I then wrote
“But didn’t the CBR report say that the benefits of the Single Market had been exaggerated by the Treasury? Yes it did. Here is some of its reasoning. That growth in UK export share after the Single Market is not as impressive as it looks, because there is an underlying 6% positive trend in the share, which you can detect before we joined the EU. That looks pretty on a picture, until you realise it is nonsense. A 6% trend rise in an export share will imply that at some point not too far away UK exports to the EU will be as high as total EU GDP. UK exporters are just not that much better than exporters in other countries. There is no underlying trend rise in the UK’s export share.”
By export share, it’s apparent that I’m speaking about share in vacation spot GDP, as within the chart. In my paragraph there’s an error. I used a 6% determine relatively than the right three.5% determine for his or her development in export penetration relative to the non-EU penetration. It was a very silly error, as a result of slightly below Chart 7 is Chart eight, which accommodates the right determine.
But, because the authors should know, this error is just not essential to my argument. Replace 6 by three.5 within the related paragraph and it nonetheless makes good sense. What I used to be criticising was the notion that there was any substantial underlying development in export penetration, and that the impression of EU membership ought to be judged relative to that development. You can see from this chart how ludicrous a three.5% development is: it implies that with out EU membership the UK exports share can be now above 10% and rising quick. This development appears to be an necessary a part of their judgement that UK export penetration relative to the EU would fall by considerably lower than the Treasury assume of their evaluation. The development is senseless, until the purpose is to make the impression of EU membership look small.
So what’s the authors’ response to my primary criticism of their Prime piece? There is none.
As far a the 6 relatively than three.5 is worried, it’s also odd is that that is the primary time they’ve talked about the error to me. The publish was from mid-January, and I might have fortunately modified 6 to three.5 if that they had pointed it out to me earlier.
How do the authors reply to this second submit within the Prime piece. They write
“It is unusual for Wren-Lewis to rely uncritically on mainstream economists, but he was willing to do so in this case. With many of Wren-Lewis’ articles being used by one of us in economics teaching to encourage students to query and to test what is considered ‘mainstream’ it seems more than a little surprising to be discredited for daring to do so.”
This is flawed in some ways. First, I used to be not counting on others, as I had critical misgivings about their use of tendencies that I define above. Second, I made no point out of ‘mainstream’ and heterodox anyplace, so any suggestion that this was behind what I wrote is their invention. Finally, there isn’t a drawback with anybody difficult anybody else.
Let me reproduce one of many quotes from Ben’s piece
“The HMT [Treasury] use of gravity model was perfectly in line with best practice. It was classic evidence-based policy analysis”, stated Richard Baldwin, Professor of International Economics at The Graduate Institute of Geneva. Professor Baldwin went on to accuse Mr Gudgin himself of partaking in “policy-based evidence making” and “using evidence the way a drunk uses a lamp post – for support, not illumination”.
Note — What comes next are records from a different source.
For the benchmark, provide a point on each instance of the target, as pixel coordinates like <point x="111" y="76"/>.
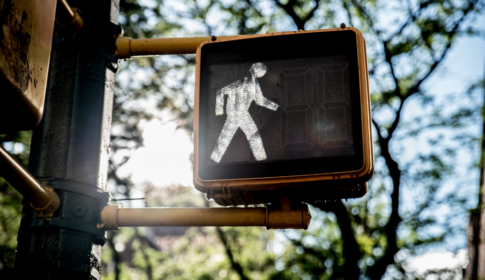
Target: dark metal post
<point x="476" y="220"/>
<point x="70" y="150"/>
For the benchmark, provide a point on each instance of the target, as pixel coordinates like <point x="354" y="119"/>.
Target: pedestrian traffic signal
<point x="283" y="113"/>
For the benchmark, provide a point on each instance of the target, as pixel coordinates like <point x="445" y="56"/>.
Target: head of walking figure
<point x="258" y="70"/>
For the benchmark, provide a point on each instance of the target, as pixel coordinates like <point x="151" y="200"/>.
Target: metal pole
<point x="70" y="150"/>
<point x="42" y="199"/>
<point x="113" y="217"/>
<point x="127" y="47"/>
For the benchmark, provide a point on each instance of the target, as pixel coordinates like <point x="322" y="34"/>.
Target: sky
<point x="165" y="157"/>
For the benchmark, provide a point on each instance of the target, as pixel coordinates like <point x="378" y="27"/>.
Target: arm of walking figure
<point x="220" y="102"/>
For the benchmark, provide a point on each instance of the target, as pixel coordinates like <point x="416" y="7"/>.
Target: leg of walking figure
<point x="252" y="134"/>
<point x="228" y="131"/>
So Richard Baldwin was accusing the authors of precisely the pretend economics that I talked about. Given my suspicions about their remedy of tendencies mentioned above, I felt justified in writing about their piece on this context.
I might have ignored Richard Baldwin’s criticism and my very own suspicions, and never included them on this submit. But right here is one other quote from Ben’s piece:
 Actually the second submit by date: the 2 publish have been a day aside.